# No puedo simular y crear mis propios circuitos en el Live Wire y PCB WIZARD



## Jose 8 (Ago 14, 2008)

Camaradas. 

Una pregunta. Como le hago para que el Live Wire y el PCB Wizard me deje crear y simular mis propios circuitos.? 

El problema es que cuando creo un circuito por mas sencillo que sea me sale esta leyenda: 

*"Sorry only unmodified circuits can be converted in the demostration version" *

O donde puedo bajar una version que NO sea demo y que me deje hacer mis propias creaciones. 
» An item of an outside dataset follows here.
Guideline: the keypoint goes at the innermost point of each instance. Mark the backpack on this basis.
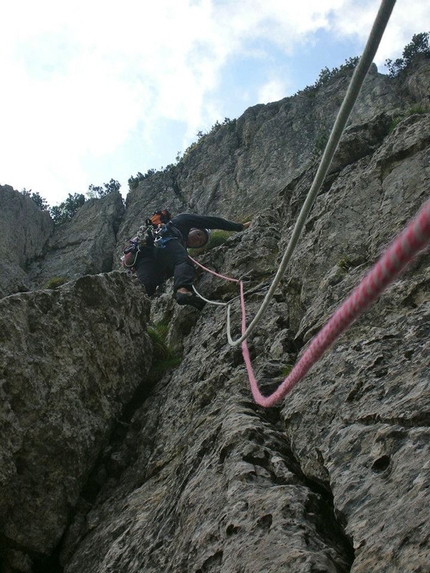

Les agradeceria mucho si me pudieran ayudar.


----------



## DJ DRACO (Ago 15, 2008)

la verdad es que creo q tu programa no funciona, porque ni aun con circuitos completamente destructivos y nocivos esos programas funcionana. debes armar el esquema, proponerle las simulaciones que desees y tocar play. si no funciona, desinstalalo, y bajate otro.

que no pese menos de 10mb


----------



## André (Nov 22, 2010)

Hola, tengo un problema con el circuito que adjunto, resulta que cuando lo simulo funciona bien, ahora si en la parte de simulacion le tildo "Explosions" explotan 3 componentes..... soy nuevo con este programa y no entiendo si el circuito esta bien o en realidad se van a explotar los componentes cuando lo monte....no encuentro tutoriales que expliquen bien a que se refieren (Mute, Explosions, Faults y Bounce) por eso es que deci preguntar aqui....Muchas Gracias al que pueda ayudarme
Saludos!!!


----------



## wbg58h (Nov 22, 2010)

Me puedes indicar que compenentes son las que explotan, cual es su ubicacion??

Garcias...


----------



## elaficionado (Nov 22, 2010)

Hola.

El BC911 está cortocircuitado.

El Livewire no puede simular el LM317, porque no lo tiene en su biblioteca o galería(Gallery).

Chao.
elaficionado.


----------



## André (Nov 22, 2010)

Hola, gracias por responder!!!!
vuelvo a adjuntar el diseño y marque con circulos rojos donde se producen las explosiones
...y que se hace si el LM317 no está en la libreria.... la simulacion no tiene sentido entonces? nunca voy a saber si esta bien

Me podrías explicar por que el BC911 esta cortocicuitado y como lo arreglo....gracias!


----------



## wbg58h (Nov 22, 2010)

Ok, se producen las explosiones, por que tu corriente a través de tus componentes es un poco elevada, para que los puedan soportar, deberias de poner resistencias un poco mayores y puedan soportar el paso de la corriente a traves de ellos sin quemarse. Y tu BC911 no esta en corto-circuito, ya que hay un drenador en el emisor y el colector.
  Solo aumenta un poco la resistencia de para funcione...

, atte wbg58h


----------



## elaficionado (Nov 22, 2010)

Hola.


Aquí está el cortocircuito.




Chao.
elaficionado.


----------